Dad’s eyes slid closed, but he smiled. “You’re a good guy, Luke.”
“You’re a good guy, too, Grandpa,” Luke choked out, having finally heard the words he needed to free his heart.
It went on in that way. Oh, par for the course, Dad interjected his share of jibes and jabs, some of them not altogether nice. Even as death approached, he couldn’t quite make an Ebenezer Scrooge sort of turn-around. But he held my mother’s hand and winked at her and they kissed like teenagers. He told us he was happy and pain-free, at peace and ready to go. He gave me his wedding ring to put on a chain for my mother (his wife of almost 62 years) to wear around her neck “So I will never leave her.” She leaned forward then and put a hand on his arm. “Is there any way I can go with you?” she asked with extreme sweetness.
There wasn’t a dry eye in the house. Who was this guy?!
Dad slipped away in the wee hours of the night, alone, as I expect he wanted it. His funeral was simple, straight-forward, and to the point. No wake. No embalming. No flowers except what others sent. A plain pine box draped in an American flag.
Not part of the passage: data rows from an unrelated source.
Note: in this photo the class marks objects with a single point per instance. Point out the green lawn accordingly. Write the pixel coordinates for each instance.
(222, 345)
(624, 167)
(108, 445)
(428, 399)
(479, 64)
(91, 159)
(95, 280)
At the veteran’s cemetery in Schuylerville, NY they offered up a gun salute of three volleys, played “Taps,” and presented his flag to my mother. And my niece Ellery — all ten months of her — threw back her head, pursed her tiny lips, and howled like her beagle Gracie. It was a fitting tribute.
Now we move on, reconfiguring our lives around a missing piece that in some ways has always been missing. I’ve had some in-depth discussions with my mother about Dad since he died and it’s a funny thing — before dementia, she probably would have shrugged away his behavior and said (as she did many times), “Well, you know your father. That’s just how he is.” The conversation would have gone nowhere. Now, with her memories faded to sepia, it’s as if some introspective door has been allowed to open. She explained to me that, yes, he could be hard and, yes, he was private even with her — but it was a carapace to protect that soft center where that little boy still lived, wanting to reach out and be loved, and give love, and unable to do so. He was tough, she explained, to make us excel. Unfortunately, he never tempered that toughness with affection, and so it back-fired on him in many ways. setting us apart.
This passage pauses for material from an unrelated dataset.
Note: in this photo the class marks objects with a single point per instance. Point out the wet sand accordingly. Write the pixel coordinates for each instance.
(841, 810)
“But he loved you very much,” she told me. “He was so proud of you.”
I started to cry. “Why didn’t he ever say so?”
She shrugged. “I don’t know. I guess he couldn’t.”
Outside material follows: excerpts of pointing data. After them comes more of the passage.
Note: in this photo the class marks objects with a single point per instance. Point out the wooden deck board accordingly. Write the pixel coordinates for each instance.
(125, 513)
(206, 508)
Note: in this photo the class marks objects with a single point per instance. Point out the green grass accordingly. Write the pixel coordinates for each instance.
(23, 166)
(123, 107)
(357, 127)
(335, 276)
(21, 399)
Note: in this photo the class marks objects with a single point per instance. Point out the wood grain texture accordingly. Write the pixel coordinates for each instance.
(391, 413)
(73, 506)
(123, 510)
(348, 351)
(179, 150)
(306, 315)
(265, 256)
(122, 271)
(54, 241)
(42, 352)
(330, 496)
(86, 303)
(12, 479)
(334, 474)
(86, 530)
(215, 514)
And that, in the end, is where my real grief (and anger) comes from. It’s difficult to mourn a man I hardly knew; hard to come to terms with a father who, yes, gave of himself in sweat equity, but never said I was smart or pretty or that he was proud to be my dad. I mourn what we could have had…and never did. I mourn what was stolen from us, and the gulf that opened between us so long ago and could not be bridged, no matter how I tried, because he stood on the farther shore with his arms folded across his chest, afraid to reach out, afraid to trust even me.